Tough times lies ahead of Nordea bank employees. The Danish bank with assets under management (AUM) exceeding $350 billion and one of the top 20 largest banks in Europe-and the world, is free to bar its employees from investing in Bitcoin-and other cryptocurrencies, reports Bloomberg.
This is after a Copenhagen court ruled in their favor, effectively justifying the bank’s previous claims that Bitcoin and digital assets are far too risky due their unregulated nature. Their previous circular also mentioned that Bitcoin is a tool for facilitating criminal activities, including money laundering.
Bank’s Win Could be short-lived
With a net income exceeding $3.2 billion and over 30,000 employees, the court ruling is a blow to aggressive employees who would otherwise do their due diligence and invest in one of the decade’s high potential asset is frowned upon by most banks. Bitcoin, unlike banks, operations are anchored on disintermediation and complete decentralization.
On chain transactions are cheap and global, meaning the recipient can receive funds in a couple of hours. Although banks and the political class reiterate that BTC and privacy coins are agents of criminal activities, the scale of bank fines prove otherwise.
The USD is the most used asset globally for both drug trade and money laundering. Cash is far easier to use anonymously and without oversight than bitcoin. Law enforcement loves cryptocurrencies that have public ledgers of all transactions.
— Ari Paul ⛓️ (@AriDavidPaul) July 12, 2019
The bank’s union chairman, Kent Petersen, has since filed a suit, opposing the court decision.
“We filed suit because of the principle that everyone obviously has a private life and the right to act as a private individual. It was important for us and our members to establish what rights managers have. In this case, it was more far-reaching than what we find to be appropriate.”
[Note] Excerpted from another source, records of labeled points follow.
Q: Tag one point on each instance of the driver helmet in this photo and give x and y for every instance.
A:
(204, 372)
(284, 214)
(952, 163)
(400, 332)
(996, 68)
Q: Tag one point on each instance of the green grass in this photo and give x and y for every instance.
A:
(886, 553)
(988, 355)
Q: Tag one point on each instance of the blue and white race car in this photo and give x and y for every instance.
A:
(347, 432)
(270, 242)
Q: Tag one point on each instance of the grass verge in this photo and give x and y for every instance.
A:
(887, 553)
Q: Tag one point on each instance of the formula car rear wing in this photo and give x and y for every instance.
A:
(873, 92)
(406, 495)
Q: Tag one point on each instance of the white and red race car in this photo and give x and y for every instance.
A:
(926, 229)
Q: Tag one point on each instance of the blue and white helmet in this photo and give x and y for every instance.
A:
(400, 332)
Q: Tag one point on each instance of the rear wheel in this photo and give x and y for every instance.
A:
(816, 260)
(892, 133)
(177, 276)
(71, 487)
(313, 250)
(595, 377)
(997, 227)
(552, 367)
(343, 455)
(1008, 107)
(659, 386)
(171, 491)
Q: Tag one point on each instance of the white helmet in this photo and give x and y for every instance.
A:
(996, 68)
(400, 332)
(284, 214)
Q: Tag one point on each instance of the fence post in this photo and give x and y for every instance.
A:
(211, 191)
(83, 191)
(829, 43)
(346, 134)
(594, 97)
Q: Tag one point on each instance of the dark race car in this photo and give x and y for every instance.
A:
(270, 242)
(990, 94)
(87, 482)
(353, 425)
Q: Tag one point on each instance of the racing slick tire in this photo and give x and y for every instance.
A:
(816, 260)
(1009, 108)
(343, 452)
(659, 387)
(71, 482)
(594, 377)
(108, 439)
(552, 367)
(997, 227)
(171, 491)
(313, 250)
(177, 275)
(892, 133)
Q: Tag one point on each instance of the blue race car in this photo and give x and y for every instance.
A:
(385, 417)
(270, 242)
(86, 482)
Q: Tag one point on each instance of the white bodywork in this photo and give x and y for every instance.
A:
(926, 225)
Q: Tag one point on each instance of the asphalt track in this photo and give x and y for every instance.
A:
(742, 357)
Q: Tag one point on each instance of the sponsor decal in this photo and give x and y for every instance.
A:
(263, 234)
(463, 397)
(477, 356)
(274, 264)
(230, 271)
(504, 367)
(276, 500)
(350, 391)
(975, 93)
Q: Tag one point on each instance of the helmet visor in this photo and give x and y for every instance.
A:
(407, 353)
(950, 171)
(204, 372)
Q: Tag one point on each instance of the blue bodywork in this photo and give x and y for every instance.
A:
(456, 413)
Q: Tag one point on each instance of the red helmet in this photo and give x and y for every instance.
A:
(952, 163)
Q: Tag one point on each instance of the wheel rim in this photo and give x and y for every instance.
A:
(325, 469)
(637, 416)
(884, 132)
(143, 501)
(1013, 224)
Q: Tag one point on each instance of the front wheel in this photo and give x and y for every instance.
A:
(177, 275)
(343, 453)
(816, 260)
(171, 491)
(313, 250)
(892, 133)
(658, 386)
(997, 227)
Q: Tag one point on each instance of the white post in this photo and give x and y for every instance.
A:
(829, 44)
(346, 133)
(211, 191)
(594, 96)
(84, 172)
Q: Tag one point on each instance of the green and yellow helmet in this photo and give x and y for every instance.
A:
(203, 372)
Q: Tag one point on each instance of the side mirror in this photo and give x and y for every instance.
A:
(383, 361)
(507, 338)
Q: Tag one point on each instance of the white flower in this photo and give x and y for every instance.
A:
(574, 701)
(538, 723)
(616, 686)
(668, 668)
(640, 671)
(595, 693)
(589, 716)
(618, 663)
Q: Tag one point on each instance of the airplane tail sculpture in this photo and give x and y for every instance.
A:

Nordea Bank Penalized in 2017
Case in point, in May 2017, Nordea Bank booked a €95 million provision in anticipation of a fine, joining the likes of Danske Bank and Swedbank, for their alleged involvement in money laundering. The booking was partly an acknowledgement for their weak enforcement of KYC and AML rules.
Then, its CEO Casper von Koskull, in a statement said:
“Harmonisation of antimoney-laundering rules and supervisory practices is necessary, and we would support the creation of an EU-level agency, with the purpose of combating money laundering and financial crime.”